Published on Jan 2, 2014 at 3:21 pm in General Blogs.

When a lawsuit alleging medical malpractice is dismissed for failure to comply with one of the requirements — the certificate of qualified expert — the procedural requirements of the law governing medical malpractice in Maryland must be met. In this instance, the decision by Maryland’s Court of Special Appeals means that a lawsuit where the court found the certificate to be deficient must go all the way back to the administrative agency where such claims must be first be filed, rather than get another filing in trial court.

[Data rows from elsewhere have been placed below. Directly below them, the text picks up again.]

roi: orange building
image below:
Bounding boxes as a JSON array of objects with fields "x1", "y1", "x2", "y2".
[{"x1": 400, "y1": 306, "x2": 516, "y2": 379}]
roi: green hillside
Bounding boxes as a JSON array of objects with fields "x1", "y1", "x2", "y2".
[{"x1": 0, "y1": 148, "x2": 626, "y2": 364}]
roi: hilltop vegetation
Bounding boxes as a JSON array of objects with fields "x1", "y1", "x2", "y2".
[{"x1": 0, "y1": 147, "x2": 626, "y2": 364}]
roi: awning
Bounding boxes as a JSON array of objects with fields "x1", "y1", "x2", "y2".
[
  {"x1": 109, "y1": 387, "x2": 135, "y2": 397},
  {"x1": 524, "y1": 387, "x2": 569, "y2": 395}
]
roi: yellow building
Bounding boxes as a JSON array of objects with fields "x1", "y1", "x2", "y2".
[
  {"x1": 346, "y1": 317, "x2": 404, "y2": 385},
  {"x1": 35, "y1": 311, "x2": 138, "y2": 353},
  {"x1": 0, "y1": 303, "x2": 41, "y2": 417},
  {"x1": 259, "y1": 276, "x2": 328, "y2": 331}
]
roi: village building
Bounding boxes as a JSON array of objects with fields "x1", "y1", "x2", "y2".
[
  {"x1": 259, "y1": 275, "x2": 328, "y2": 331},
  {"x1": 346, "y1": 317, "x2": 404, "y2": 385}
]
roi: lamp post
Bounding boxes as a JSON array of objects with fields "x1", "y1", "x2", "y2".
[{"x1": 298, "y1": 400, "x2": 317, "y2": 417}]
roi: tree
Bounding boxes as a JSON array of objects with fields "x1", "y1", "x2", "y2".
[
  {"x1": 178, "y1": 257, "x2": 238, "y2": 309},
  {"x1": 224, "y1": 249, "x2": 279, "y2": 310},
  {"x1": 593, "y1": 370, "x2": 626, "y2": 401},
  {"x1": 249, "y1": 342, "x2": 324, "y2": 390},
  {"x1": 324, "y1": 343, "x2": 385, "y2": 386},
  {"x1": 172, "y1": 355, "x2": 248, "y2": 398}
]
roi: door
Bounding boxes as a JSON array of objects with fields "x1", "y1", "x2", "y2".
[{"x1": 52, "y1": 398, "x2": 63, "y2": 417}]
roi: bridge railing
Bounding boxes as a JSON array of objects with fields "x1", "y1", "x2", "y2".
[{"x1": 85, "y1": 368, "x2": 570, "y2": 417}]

Medical malpractice claims in Maryland are governed by the Health Care Malpractice Claims Act (HCMCA). Under the HCMCA, medical malpractice claims must first be submitted to arbitration before they are filed in circuit court. In addition, a certificate of qualified expert and report must also be filed. This takes place through an administrative agency, the Health Claims Arbitration Dispute Resolution Office (HCADRO). These requirements are important. Lawsuits have been dismissed for the failure to provide a certificate or a report. In addition, if the certificate is found to be lacking or deficient, the case can get dismissed. The arbitration requirement was put into place because of a perceived crisis in medical malpractice litigation. Lawmakers were persuaded that adding the arbitration and certificate requirements would prevent medical malpractice claims perceived to be weak or bad from clogging the courts.

But, one of the questions in a recent case decided by the appellate court was whether the dismissal of a lawsuit because the trial court had ruled that the certificate was deficient meant that the case should go back to the administrative agency or the courts.

Puppolo v. Adventist Healthcare, Inc. and others, stared with Nancy Puppolo’s arrival at Washington Adventist Hospital (WAH) by ambulance in August 2006. Puppolo had had a stroke the night before. She lapsed into a coma and suffered complication that included hospital-acquired bacterial infections before dying sometime later. Puppolo’s daughter, Celeste, sued Adventist Healthcare, Inc. and one of the treating doctors, alleging negligence in Mrs. Puppolo’s death.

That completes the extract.